Lauryn Hutchinson

Personal information
- Date of birth: 12 June 1991 (age 35)
- Place of birth: Sterling, Virginia, U.S.
- Height: 1.70 m (5 ft 7 in)
- Position: Forward

Youth career
- Dominion Titans

College career
- Years: Team / Apps / (Gls)
- 2009–2011: VCU Rams / 40 / (2)

International career^{‡}
- 2010–2022: Trinidad and Tobago / 37 / (5)

Managerial career
- 2025–: VCU Rams

= Lauryn Hutchinson =

Trinidad and Tobago footballer (born 1991)

Lauryn Hutchinson (born 12 June 1991) is a former footballer who played as a forward. Born in the United States, she represented Trinidad and Tobago at international level. She is currently the head coach of the VCU Rams.

==International goals==
Scores and results list Trinidad and Tobago' goal tally first.

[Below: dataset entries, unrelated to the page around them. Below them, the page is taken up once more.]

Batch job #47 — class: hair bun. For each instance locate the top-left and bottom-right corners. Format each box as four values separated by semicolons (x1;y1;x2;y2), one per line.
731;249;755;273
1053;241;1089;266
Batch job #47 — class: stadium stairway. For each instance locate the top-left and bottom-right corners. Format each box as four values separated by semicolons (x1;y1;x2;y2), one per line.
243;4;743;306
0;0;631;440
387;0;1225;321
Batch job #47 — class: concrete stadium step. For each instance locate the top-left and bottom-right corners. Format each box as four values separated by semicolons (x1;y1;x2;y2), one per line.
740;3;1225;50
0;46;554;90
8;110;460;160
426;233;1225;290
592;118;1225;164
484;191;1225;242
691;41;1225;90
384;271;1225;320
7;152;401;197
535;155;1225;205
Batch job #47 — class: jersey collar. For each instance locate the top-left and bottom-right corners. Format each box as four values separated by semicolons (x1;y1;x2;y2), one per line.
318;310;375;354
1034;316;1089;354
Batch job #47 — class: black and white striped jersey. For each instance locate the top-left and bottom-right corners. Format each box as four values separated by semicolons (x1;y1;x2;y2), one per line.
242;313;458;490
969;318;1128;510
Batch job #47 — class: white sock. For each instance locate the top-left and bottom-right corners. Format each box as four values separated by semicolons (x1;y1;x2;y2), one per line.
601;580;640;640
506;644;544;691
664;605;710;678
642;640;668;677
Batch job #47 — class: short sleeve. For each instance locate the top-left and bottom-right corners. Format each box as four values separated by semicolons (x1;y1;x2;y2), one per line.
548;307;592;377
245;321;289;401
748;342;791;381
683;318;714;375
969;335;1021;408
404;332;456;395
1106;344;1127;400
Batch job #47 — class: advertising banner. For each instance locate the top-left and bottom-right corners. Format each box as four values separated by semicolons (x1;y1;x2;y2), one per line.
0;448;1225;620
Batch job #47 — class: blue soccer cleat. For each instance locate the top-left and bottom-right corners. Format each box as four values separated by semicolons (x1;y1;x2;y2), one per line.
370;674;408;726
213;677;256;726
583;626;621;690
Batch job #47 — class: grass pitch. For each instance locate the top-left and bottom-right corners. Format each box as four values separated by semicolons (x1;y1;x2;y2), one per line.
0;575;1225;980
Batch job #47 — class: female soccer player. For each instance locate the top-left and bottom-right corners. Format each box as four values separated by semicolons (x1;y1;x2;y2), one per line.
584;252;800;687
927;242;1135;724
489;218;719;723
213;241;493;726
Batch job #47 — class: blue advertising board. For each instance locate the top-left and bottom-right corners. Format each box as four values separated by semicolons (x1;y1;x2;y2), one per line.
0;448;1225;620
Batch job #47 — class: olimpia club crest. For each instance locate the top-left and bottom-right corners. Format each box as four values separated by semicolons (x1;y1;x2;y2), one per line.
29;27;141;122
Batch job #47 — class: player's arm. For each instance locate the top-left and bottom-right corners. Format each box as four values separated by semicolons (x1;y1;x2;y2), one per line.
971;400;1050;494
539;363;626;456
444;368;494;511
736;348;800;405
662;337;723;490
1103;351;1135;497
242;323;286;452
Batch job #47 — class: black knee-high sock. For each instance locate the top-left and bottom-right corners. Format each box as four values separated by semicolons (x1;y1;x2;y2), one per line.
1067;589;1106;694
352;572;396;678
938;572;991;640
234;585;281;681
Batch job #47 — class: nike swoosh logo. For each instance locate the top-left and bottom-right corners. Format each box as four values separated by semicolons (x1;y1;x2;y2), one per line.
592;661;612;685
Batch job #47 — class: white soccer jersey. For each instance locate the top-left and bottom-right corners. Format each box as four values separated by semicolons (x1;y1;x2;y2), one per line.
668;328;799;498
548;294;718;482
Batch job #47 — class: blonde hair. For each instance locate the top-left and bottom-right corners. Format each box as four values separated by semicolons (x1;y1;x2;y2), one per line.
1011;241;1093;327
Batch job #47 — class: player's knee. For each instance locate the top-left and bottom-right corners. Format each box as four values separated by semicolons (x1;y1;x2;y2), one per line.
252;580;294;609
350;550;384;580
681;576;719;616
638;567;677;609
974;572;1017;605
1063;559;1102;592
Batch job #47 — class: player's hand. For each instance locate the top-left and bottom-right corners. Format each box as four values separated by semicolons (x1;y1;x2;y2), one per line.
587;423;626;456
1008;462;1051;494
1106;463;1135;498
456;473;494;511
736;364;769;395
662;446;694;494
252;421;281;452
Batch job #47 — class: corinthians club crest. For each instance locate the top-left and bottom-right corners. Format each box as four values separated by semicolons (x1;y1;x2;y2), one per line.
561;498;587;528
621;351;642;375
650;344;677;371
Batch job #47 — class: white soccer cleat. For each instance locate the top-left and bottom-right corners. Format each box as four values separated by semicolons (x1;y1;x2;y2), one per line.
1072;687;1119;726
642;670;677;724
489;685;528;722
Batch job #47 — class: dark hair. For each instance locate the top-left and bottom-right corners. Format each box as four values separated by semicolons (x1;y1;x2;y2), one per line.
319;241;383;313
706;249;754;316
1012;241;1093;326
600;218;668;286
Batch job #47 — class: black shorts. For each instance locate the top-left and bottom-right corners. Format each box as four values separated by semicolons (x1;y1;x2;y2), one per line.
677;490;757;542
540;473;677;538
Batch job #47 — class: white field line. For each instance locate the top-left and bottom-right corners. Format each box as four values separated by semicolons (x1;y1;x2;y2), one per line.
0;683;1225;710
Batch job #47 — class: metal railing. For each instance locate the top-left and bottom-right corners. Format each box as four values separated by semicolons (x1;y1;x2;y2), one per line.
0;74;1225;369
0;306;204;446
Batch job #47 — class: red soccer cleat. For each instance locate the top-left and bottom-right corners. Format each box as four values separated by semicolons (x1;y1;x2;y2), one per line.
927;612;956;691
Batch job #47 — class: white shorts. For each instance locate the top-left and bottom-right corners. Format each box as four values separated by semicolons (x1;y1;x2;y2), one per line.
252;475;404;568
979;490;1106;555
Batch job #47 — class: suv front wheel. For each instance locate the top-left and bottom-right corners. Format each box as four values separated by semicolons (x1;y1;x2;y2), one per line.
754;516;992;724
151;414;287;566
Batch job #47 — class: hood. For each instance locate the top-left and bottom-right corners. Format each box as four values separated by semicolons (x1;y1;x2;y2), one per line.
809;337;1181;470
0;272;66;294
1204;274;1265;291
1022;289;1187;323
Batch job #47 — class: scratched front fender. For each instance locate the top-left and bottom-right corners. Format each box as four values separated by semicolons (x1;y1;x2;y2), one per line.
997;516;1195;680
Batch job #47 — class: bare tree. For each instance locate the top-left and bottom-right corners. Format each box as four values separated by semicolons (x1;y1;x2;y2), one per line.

| No. | Date | Venue | Opponent | Score | Result | Competition |
| 1 | 24 October 2014 | PPL Park, Chester, United States | Costa Rica | 1–1 | 1–1 | 2014 CONCACAF Women's Championship |
| 2 | 15 November 2015 | Ato Boldon Stadium, Couva, Trinidad and Tobago | Saint Lucia | 2–0 | 8–1 | 2016 CONCACAF Women's Olympic Qualifying Championship qualification |
| 3 | 3–0 |

==Coaching career==
Wilson was announced as the head coach of the VCU Rams on 12 February 2025. She previously worked as a professional trainer, and with various youth soccer programs.

==Personal life==
Born in the United States, Hutchinson is of Trinidad and Tobago descent through her father. She is openly lesbian. She married fellow footballer Eli Beard, an Israel international, on 24 December 2024.